In regards to this soundtrack version: I really like the idea behind it and it was fairly decent in execution. Most of the time I didn't even notice the soundtrack, but when I did, I felt it was a nice touch. Other books would benefit more from soundtrack editions than this one, so I hope more are produced.
So if that sounds like what you want, then pick this book up.
The author uses horrible descriptions for things like "hungry as damn"...what is that supposed to mean? The situations that are thrust upon Jane and how she handles these situations are unbelievable. The author does not make anything in the story even half way believable and I find that I don't really care what happens to her. Cuss words are thrown in willy-nilly in what I think is an attempt to make her seem more "bad-ass" however it does the exact opposite. It reminds me of Will Smith's character in I, Robot where he tells Shia LaBeouf to stop cussing because he's bad it! The poor story along with the awful accompaniment of the so called soundtrack further makes this book extremely difficult to endure.
The sound track addition may not have been so horrid if the sound was playing at the same time the words were being spoken. Instead you got a “she could hear the motorcycles approaching her” then you got a motorcycle sound. The same thing happened for each whoop, yell, clang of metal or battle sound. Play the sound at the time the narrator is speaking the words not after as it seems like the sounds were placed there as a “see…I TOLD you they were coming closer”.
I left this book unfinished and I really don't care how Jane's future played out and will never pick it back up to complete it either!
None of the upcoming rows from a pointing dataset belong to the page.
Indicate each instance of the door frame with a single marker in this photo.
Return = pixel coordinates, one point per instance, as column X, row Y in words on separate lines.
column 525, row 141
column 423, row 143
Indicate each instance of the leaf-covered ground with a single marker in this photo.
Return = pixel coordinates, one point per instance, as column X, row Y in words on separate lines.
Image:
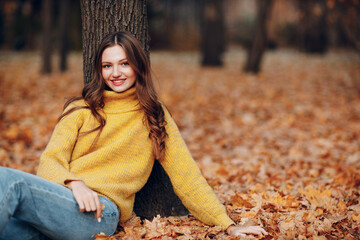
column 280, row 148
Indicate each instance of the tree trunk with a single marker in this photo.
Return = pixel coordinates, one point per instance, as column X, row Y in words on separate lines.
column 259, row 43
column 213, row 32
column 98, row 19
column 312, row 26
column 64, row 46
column 47, row 48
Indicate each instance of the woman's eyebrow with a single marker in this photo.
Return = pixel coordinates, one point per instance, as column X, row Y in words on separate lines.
column 124, row 59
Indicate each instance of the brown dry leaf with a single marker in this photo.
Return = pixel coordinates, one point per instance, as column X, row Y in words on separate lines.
column 103, row 236
column 238, row 201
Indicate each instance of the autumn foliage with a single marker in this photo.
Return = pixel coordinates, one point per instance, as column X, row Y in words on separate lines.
column 281, row 149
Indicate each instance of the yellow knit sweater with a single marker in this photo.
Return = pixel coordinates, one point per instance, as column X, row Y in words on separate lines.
column 121, row 161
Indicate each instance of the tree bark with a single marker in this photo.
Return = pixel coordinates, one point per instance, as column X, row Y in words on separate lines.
column 259, row 43
column 312, row 35
column 47, row 39
column 213, row 32
column 64, row 45
column 99, row 18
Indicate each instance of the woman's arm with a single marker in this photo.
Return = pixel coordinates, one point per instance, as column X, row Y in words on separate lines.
column 54, row 161
column 87, row 199
column 192, row 188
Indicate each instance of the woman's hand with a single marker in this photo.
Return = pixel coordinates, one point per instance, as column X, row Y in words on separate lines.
column 243, row 231
column 87, row 199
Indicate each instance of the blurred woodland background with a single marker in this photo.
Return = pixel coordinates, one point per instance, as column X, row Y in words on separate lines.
column 266, row 94
column 309, row 26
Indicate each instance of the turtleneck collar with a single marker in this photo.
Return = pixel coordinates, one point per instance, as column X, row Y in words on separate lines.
column 121, row 102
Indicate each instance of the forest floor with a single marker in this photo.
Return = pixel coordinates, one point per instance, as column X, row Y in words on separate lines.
column 280, row 148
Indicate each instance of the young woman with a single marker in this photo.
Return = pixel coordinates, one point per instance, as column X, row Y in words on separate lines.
column 101, row 153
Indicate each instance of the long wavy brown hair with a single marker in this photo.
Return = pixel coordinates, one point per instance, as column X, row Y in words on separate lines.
column 93, row 91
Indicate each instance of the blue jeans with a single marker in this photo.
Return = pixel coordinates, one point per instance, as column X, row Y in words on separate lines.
column 34, row 208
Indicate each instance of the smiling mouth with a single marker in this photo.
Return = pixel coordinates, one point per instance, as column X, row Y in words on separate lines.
column 118, row 82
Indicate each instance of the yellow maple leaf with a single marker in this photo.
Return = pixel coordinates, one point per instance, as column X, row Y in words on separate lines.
column 356, row 217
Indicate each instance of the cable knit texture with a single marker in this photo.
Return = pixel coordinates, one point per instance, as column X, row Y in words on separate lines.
column 120, row 162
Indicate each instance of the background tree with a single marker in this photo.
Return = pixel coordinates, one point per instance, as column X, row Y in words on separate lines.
column 64, row 42
column 47, row 39
column 312, row 34
column 98, row 19
column 259, row 42
column 213, row 32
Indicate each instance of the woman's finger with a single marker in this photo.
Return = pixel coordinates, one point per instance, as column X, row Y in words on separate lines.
column 92, row 201
column 98, row 208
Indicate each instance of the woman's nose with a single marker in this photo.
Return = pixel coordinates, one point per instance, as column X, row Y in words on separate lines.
column 117, row 72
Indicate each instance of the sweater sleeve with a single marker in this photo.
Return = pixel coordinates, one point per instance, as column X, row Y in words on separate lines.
column 188, row 182
column 55, row 160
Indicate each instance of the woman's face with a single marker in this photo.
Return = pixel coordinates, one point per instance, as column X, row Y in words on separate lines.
column 116, row 71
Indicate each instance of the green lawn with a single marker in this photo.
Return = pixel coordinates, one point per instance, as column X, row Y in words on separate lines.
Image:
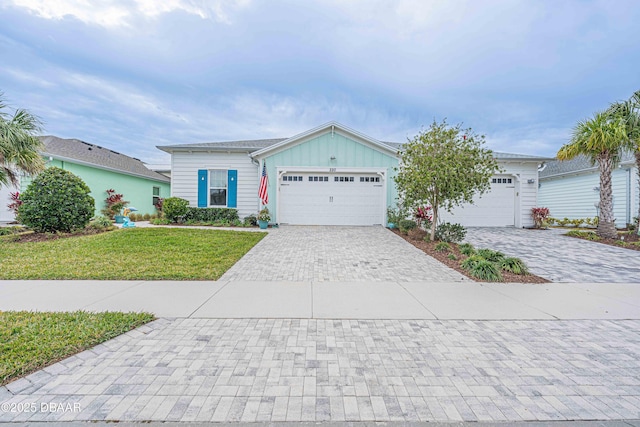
column 30, row 341
column 129, row 254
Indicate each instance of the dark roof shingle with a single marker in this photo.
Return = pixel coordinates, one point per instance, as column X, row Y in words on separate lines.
column 75, row 149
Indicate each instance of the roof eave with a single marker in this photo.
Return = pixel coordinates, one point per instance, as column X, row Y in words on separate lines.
column 321, row 128
column 172, row 149
column 94, row 165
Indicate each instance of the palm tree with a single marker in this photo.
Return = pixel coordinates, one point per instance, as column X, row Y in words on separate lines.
column 19, row 146
column 601, row 138
column 629, row 111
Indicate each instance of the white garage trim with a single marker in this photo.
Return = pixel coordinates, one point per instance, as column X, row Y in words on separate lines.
column 333, row 172
column 499, row 207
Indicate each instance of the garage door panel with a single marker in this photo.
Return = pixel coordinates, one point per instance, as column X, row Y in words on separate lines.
column 344, row 199
column 495, row 208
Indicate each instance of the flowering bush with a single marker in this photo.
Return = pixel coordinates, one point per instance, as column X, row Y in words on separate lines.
column 540, row 216
column 114, row 203
column 15, row 202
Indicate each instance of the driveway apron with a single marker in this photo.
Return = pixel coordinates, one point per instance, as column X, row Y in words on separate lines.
column 330, row 254
column 559, row 258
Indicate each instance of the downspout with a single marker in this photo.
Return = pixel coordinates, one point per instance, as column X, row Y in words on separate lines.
column 628, row 196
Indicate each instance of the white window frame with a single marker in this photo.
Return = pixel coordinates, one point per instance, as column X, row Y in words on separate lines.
column 226, row 188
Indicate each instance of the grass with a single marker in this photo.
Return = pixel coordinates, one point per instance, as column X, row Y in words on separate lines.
column 129, row 254
column 30, row 341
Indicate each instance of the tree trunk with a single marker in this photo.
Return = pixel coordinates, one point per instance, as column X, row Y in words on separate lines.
column 433, row 224
column 637, row 153
column 606, row 225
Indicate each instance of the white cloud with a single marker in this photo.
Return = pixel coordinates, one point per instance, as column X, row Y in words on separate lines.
column 120, row 13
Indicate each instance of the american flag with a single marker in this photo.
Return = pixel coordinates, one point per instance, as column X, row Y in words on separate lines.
column 264, row 181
It was a great story! The sound track only made it more exciting. I didn't pick this book for myself and I probably never would have, and had very low expectations for it but it was awesome! Such a good story and easy listen, made it very hard to turn off!
To claim that this is something that Edgar Rice Burroughs would have written today and an insult to his memory.
No matter who the character it there is no excuse for the amount of swearing and sex that is contained in this book.
When the cover said it was similar to Mr. Burroughs work I had hoped this was something I could have let my children read. That will never happen. I had to cringe often just to get through the book.
The store was very similar to 'John Carter of Mars' and that was disappointing. But the store was reasonable and I did finish listening to it. But it would have been much more enjoyable without all of the swearing and sex.
The soundtrack and sound effects were distracting especially since I listen to all stories at 1.5x to 2.0x speed.
I probably wouldn't namely because I think that my odds of finding something remarkable would be better if I sought something new.
The story is definitely done in the classic adventure mold with strong references to "Princess of Mars" (at least that portion of the book that I've read). There are some standout scenes and clever turns (that in retrospect I should have seen coming). It kept me entertained.
There are some downsides though. One is the constant theme of society's double standard with how it regards identical behavior from men and women. I feel that it would have been more effective to use it once or twice. The other is the soundtrack. It is fortunately mostly absent, but I feel that it largely doesn't help when it appears. Conversely, sound-effects were used much more liberally and with more refinement and customization could have been something. I think the sound-effects were unfortunately limited to a set sound library though.
Enjoyed listening. The background noises were distracting. Definately not one to listen to with kids in the car. At first I wasn't sure I could finish, but glad I did. This book is more of an acquired taste. It was very rude and crude at times.